CouchDB/MariaDB/Mongo/Other
We haven’t yet developed this, and if you are interested, please file an issue. If you need help with more substantial or different deployments, please reach out!
Start your Participant
Here we assume that you have chosen some database and that your container is running, and will look quickly at the experience of running a participant through a selection of experiments. From the commands above, we see that we generated and started our container, and mapped it to port 80 on our machine.
Not mapping a folder to /scif/data assumes that either we don’t want to see files on the host, or if the image default is to save to a relational database external to the experiments container itself, we access data by querying this separate endpoint. For a filesystem or sqlite database, since the file is stored inside the container and we want access to it, we likely started with the location mapped:
docker run -p 80:80 -v /tmp/data:/scif/data vanessa/expfactory-experiments start
First, let’s discuss the portal - what you see when you go to 127.0.0.1.
The Experiment Factory Portal
When you start your container instance, browsing to your localhost will show the entrypoint, a user portal that lists all experiments installed in the container. If you have defined a limited subset with --experiments
you will only see that set here:
This is where the experiment administrator would select one or more experiments, either with the single large checkbox (“select all”) or smaller individual checkboxes. When you make a selection, the estimated time and experiment count on the bottom of the page are adjusted, and you can inspect individual experiment times:
You can make a selection and then start your session. I would recommend the test-task
as a first try, because it finishes quickly. When you click on proceed
a panel will pop up that gives you choices for ordering and an (optional) Participant name.
If you care about order, the order that you selected the boxes will be maintained for the session:
or if you want random selection, just check the box. This is the default setting.
This name is currently is only used to say hello to the participant. The actual experiment identifier is based on a study id defined in the build recipe. After proceeding, there is a default “consent” screen that you must agree to (or disagree to return to the portal):
Once the session is started, the user is guided through each experiment (with random selection) until no more are remaining.
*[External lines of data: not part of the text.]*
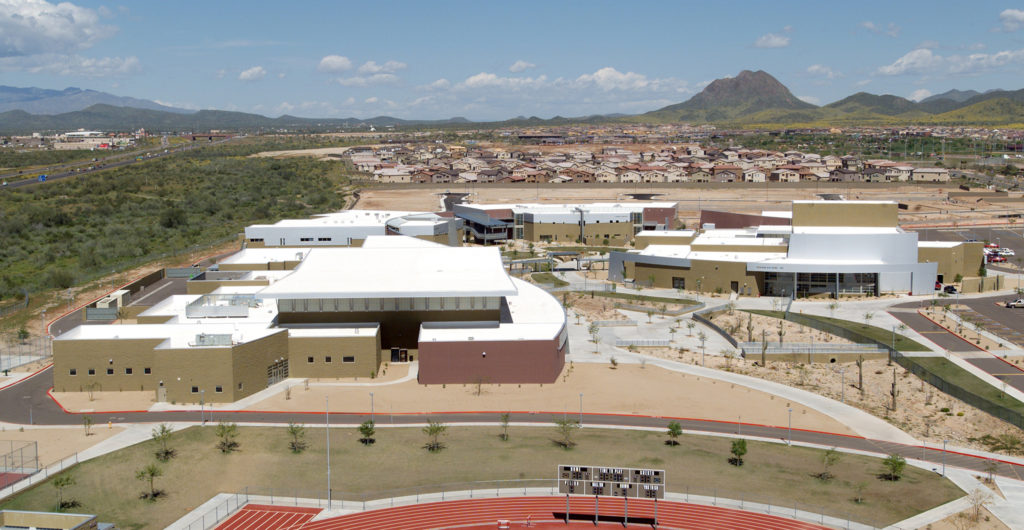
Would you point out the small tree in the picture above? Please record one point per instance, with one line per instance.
(150, 474)
(226, 432)
(298, 434)
(367, 430)
(829, 458)
(892, 468)
(434, 431)
(675, 430)
(566, 429)
(60, 483)
(738, 449)
(162, 435)
(505, 427)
When you finish, you will see a “congratulations” screen
Generally, when you administer a battery of experiments you want to ensure that:
- if a database isn’t external to the container, the folder is mapped (or the container kept running to retrieve results from) otherwise you will lose the results.
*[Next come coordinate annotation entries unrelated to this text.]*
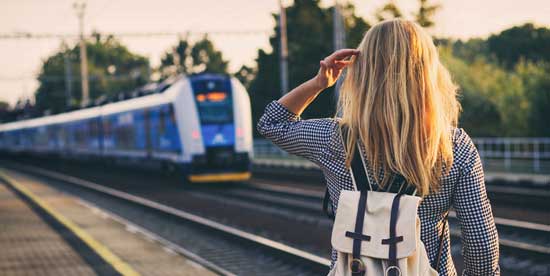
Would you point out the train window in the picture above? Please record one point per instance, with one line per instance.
(172, 114)
(162, 120)
(214, 107)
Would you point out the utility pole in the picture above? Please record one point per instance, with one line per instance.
(339, 39)
(80, 8)
(68, 75)
(283, 49)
- if the container is being served on a server open to the world, you have added proper authorization (note this isn’t developed yet, please file an issue if you need this)
- you have fully tested data collection and inspected the results before administering any kind of “production” battery.
Working with JSON
Whether you find your json objects in a file (filesystem
) or saved in a text field in a relational database (sqlite
) you will reach some point where you have a bunch of json objects to parse to work with your data. Json means “JavaScript Object Notation,” and natively is found in browsers (with JavaScript, of course). It’s flexibility in structure (it’s not a relational database) makes it well suited to saving experiments with many different organizations of results. This also makes it more challenging for you, the researcher, given that you have to parse many experiments with different formats. Generally, experiments that use the same paradigm (e.g., jspsych or phaser) will have similar structures, and we can show you easily how to read JSON into different programming languages.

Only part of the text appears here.